Gross has also written about the Jews of the Arab world, specifically about the forced removal of Jews from Arab countries.

==Prague==
Gross has also lived and worked in Prague, where he served as correspondent (covering the Czech Republic, Slovakia, and Albania) for the (London) Daily Telegraph and Sunday Telegraph. He helped launch the Czech edition of Elle magazine, the first international glossy magazine in post-communist central and eastern Europe. In addition, he wrote a regular op-ed column for The Prague Post and op-eds for the Czech daily Lidové Noviny. He has acted as a consultant to the Prague Jewish museum. In The Guardian Gross has been critical of the fact that Prague still has no central state-funded Holocaust memorial, unlike most other European capital cities from which Jews were deported.

==Work on Roma==
Tom Gross has also campaigned on behalf of the Romani people. "This is one of the most painful and disturbing problems in Europe today, though it is often neglected or misreported by the mainstream media", he wrote.

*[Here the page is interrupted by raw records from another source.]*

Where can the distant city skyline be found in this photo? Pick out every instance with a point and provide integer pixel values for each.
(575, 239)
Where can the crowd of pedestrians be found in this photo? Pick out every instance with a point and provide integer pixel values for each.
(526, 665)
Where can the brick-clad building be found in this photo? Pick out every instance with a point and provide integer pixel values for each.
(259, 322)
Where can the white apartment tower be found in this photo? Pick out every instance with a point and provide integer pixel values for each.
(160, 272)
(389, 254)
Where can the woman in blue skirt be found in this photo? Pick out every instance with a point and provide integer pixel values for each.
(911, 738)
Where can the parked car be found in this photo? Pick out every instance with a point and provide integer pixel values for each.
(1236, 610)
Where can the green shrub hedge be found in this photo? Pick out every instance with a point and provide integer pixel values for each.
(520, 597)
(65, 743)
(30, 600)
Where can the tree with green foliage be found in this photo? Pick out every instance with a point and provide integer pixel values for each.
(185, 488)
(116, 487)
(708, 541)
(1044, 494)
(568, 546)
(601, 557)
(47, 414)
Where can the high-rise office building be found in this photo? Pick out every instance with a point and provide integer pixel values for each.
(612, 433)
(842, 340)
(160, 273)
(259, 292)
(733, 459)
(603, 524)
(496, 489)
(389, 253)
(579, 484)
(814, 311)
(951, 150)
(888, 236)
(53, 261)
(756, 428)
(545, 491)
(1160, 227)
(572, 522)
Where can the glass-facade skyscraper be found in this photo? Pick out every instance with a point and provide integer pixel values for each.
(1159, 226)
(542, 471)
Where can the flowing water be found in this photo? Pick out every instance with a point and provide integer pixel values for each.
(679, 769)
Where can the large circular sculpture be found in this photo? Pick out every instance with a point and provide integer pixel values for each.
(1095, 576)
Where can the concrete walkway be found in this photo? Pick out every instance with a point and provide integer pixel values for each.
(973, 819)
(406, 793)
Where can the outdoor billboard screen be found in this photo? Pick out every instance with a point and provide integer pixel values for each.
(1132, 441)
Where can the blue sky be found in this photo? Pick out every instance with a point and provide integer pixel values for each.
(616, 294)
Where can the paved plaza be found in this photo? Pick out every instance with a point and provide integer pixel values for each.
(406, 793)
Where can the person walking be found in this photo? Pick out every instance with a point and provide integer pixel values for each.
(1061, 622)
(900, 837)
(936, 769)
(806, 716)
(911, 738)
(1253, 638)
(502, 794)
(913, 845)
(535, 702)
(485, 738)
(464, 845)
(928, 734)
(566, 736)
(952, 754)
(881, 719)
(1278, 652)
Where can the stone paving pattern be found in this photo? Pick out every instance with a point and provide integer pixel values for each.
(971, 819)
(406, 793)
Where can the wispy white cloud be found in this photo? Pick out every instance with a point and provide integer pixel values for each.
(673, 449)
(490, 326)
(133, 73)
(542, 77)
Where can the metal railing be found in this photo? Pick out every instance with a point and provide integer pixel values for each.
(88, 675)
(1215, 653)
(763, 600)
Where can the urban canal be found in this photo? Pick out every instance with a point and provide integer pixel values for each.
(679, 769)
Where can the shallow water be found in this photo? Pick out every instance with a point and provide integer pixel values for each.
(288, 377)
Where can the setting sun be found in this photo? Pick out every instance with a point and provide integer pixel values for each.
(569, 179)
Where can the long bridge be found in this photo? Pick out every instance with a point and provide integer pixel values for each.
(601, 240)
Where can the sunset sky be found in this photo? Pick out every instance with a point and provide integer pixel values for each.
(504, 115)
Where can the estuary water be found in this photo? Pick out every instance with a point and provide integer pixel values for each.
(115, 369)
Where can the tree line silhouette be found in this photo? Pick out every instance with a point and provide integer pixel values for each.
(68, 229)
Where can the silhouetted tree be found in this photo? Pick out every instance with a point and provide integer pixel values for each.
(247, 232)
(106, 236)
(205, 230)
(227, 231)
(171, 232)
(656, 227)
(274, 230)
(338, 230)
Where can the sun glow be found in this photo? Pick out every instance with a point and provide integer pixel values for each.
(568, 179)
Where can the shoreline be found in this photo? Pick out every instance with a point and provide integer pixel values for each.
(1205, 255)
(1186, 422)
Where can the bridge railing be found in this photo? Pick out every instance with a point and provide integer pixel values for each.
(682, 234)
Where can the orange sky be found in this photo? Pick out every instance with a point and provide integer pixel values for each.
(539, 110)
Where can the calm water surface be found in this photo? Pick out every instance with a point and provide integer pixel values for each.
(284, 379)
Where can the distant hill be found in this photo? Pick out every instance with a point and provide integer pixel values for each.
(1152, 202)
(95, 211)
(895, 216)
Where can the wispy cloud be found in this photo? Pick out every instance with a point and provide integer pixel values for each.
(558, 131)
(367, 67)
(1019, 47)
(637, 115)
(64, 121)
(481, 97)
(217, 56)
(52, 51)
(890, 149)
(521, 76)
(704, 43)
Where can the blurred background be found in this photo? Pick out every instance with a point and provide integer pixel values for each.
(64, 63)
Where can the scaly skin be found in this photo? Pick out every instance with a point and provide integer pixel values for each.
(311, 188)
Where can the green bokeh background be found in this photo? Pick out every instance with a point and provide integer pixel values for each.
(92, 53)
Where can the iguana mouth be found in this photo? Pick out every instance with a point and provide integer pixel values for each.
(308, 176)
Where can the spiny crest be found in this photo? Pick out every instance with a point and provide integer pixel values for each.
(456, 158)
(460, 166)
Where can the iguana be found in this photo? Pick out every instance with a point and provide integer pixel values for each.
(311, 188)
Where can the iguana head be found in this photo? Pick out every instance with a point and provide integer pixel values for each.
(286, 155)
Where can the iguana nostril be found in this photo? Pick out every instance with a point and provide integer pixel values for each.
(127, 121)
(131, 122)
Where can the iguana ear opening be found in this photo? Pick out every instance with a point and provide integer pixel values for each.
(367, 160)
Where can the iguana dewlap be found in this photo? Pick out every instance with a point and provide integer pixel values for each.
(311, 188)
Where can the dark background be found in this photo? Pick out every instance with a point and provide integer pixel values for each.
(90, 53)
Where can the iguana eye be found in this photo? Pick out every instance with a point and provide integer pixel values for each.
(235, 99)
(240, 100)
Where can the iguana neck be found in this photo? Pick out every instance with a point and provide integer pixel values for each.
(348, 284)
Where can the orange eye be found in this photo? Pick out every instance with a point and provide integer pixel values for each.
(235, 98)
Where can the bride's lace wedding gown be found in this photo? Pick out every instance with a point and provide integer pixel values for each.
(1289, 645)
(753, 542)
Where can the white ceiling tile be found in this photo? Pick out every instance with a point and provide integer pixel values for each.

For two years, based in Prague, he served as a special advisor to the United Nations High Commissioner for Refugees (UNHCR) on the plight of Czech Roma, mainly relating to citizenship issues arising as a result of the breakup of Czechoslovakia. He criticized the internationally renowned liberal icon and playwright Václav Havel, in columns in The Spectator and The Prague Post, for not doing enough to help Roma while he served as Czech president.

==Television and radio==
Tom Gross has worked on a number of television programs and documentary films, including BBC TV specials on Czech Roma, and on Sudeten Germans. On the Middle East, he has appeared as a commentator on BBC World news, CNN, Fox News, and NPR. He has been interviewed on international politics on Sky News Arabia, i24 News, Russia Today, TRT World Turkey, Israel Channel 13 and BBC Arabic.

==Books==
Gross is co-author of Out of Tune: David Helfgott and the Myth of Shine (Warner Books, New York, 1998) and of The Time Out Guide to Prague (Penguin Books, London, 1995). Out of Tune was named the most important biography of a troubled genius by The Huffington Post in April 2011.

==Public service==
Gross is a voluntary director of the Raif Badawi Foundation named after the imprisoned Saudi liberal dissident, and a member of the International Advisory Board of NGO Monitor, of Mideast Dig and of Keren Malki, a charity helping special needs children in Israel. He is a founding signatory to The Henry Jackson Society's Statement of Principles in London.